Owning a car in the UK offers unparalleled freedom, giving you the ability to manoeuvre as you please. But what if a blemished credit score casts a shadow on this freedom? Let’s take a closer look at how Motorly can help you get car finance with a less-than-perfect credit score.
Car finance refers to any financial product that allows you to purchase a car without having to pay the entire cost upfront. Common variants in the UK include Personal Contract Purchase (PCP), Hire Purchase (HP), and personal car loans. Now, let’s understand the role your credit score plays.
Simply put, your credit score is a numerical reflection of your financial trustworthiness, drawn from your past fiscal conduct. Depending on the credit agency you use, it’s often marked as a score out of either 700 or 1000, with a higher score auguring well for credit approval at favourable terms.
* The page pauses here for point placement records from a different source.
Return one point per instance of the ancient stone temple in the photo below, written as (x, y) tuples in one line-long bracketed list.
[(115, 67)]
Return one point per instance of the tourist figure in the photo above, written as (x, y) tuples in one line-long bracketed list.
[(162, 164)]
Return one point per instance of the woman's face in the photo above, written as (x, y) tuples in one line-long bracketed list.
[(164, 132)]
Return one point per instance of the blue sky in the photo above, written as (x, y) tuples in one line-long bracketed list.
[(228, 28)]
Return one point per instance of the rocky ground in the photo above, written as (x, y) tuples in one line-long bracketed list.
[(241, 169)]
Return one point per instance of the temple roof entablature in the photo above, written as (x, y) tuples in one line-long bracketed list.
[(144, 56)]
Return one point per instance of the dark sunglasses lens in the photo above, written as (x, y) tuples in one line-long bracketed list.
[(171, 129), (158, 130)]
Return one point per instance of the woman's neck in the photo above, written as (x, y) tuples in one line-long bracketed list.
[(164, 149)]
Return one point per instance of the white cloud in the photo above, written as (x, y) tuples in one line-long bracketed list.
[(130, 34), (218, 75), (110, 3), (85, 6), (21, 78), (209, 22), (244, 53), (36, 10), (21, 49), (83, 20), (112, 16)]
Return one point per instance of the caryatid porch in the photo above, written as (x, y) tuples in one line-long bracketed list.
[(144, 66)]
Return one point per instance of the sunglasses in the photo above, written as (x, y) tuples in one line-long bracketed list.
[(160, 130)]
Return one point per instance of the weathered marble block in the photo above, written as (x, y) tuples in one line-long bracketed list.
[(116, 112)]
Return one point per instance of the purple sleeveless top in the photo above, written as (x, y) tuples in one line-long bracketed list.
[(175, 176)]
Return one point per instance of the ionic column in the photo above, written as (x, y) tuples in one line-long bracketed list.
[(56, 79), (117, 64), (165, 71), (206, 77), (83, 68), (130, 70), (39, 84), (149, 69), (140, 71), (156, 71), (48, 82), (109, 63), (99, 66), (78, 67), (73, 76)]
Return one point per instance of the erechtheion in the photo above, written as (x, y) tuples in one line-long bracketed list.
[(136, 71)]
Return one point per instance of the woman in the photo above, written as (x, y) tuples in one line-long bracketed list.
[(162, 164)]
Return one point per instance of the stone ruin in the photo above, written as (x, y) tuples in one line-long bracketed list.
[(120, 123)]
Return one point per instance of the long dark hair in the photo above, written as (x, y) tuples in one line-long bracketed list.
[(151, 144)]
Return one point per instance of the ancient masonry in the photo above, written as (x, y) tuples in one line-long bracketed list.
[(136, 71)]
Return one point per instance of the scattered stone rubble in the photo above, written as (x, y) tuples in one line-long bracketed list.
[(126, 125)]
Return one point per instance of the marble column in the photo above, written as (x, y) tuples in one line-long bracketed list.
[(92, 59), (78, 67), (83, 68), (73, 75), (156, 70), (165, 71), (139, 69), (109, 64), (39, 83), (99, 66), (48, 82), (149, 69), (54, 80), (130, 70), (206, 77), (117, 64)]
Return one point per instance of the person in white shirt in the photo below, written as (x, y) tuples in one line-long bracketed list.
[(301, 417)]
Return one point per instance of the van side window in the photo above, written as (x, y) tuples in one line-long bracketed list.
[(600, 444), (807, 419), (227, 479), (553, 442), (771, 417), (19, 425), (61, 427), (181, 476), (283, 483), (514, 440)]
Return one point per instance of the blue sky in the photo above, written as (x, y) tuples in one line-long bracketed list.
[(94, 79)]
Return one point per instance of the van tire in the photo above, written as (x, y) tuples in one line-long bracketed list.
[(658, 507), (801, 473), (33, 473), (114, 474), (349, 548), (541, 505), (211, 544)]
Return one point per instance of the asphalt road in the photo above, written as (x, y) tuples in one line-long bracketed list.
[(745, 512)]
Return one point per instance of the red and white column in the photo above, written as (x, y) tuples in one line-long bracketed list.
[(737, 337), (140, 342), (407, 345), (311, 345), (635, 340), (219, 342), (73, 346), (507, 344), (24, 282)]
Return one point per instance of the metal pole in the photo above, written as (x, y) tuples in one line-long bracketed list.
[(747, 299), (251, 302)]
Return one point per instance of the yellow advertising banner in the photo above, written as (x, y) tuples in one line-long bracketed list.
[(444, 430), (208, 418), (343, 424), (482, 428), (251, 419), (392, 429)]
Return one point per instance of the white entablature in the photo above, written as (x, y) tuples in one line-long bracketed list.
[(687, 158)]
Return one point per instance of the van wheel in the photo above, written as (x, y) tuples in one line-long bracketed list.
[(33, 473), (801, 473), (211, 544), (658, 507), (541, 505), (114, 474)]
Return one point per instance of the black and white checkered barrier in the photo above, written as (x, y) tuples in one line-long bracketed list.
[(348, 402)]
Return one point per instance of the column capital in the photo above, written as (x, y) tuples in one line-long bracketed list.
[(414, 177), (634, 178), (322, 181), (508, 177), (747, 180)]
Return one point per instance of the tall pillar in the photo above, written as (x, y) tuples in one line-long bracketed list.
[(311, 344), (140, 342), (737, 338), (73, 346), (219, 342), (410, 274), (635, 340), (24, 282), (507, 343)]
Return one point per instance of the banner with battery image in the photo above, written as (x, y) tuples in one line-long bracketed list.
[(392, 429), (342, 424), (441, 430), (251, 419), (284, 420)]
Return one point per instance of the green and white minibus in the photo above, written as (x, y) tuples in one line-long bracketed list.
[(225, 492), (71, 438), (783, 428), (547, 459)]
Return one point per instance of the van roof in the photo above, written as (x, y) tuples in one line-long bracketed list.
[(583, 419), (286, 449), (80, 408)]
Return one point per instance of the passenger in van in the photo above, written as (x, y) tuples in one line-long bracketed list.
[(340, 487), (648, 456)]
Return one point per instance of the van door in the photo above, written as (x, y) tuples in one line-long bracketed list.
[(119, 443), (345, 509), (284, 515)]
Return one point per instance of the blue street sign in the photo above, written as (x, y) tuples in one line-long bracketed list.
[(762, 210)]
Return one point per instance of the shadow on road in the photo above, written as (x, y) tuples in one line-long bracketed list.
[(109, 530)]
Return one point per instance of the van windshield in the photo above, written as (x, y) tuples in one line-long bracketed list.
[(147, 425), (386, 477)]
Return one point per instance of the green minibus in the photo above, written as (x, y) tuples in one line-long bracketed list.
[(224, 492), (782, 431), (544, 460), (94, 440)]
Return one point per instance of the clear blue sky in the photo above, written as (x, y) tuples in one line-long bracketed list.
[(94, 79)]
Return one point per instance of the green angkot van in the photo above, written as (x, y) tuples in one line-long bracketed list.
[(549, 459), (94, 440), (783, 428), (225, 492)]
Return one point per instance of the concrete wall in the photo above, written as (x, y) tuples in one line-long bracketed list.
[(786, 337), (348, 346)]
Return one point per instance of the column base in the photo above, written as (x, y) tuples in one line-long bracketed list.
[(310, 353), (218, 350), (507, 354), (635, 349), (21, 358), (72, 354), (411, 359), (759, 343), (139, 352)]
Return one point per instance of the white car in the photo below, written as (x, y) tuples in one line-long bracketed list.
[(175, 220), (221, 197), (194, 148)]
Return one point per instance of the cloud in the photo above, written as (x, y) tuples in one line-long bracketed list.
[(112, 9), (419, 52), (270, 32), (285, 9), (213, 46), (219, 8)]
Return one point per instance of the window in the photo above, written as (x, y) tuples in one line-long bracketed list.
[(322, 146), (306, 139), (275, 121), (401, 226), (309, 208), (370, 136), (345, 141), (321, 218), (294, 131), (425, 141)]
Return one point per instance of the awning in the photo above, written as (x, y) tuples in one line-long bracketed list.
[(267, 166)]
Conversely, a lower score could muddle your financing prospects.
When seeking car finance, lenders scrutinise your credit score to quantify the risk associated with lending you funds. This three-digit figure enables them to gauge your repayment capacity and propensity.
A less-than-perfect credit score may lead to a denied car finance application. Even if approved, you might face heightened interest rates, hefty down payments, or truncated repayment periods.
Indeed, securing car finance with a poor credit score is challenging yet possible. Motorly are experts in Bad Credit Car Finance and can help you obtain the finance you need. Let’s delve deeper into this prospect.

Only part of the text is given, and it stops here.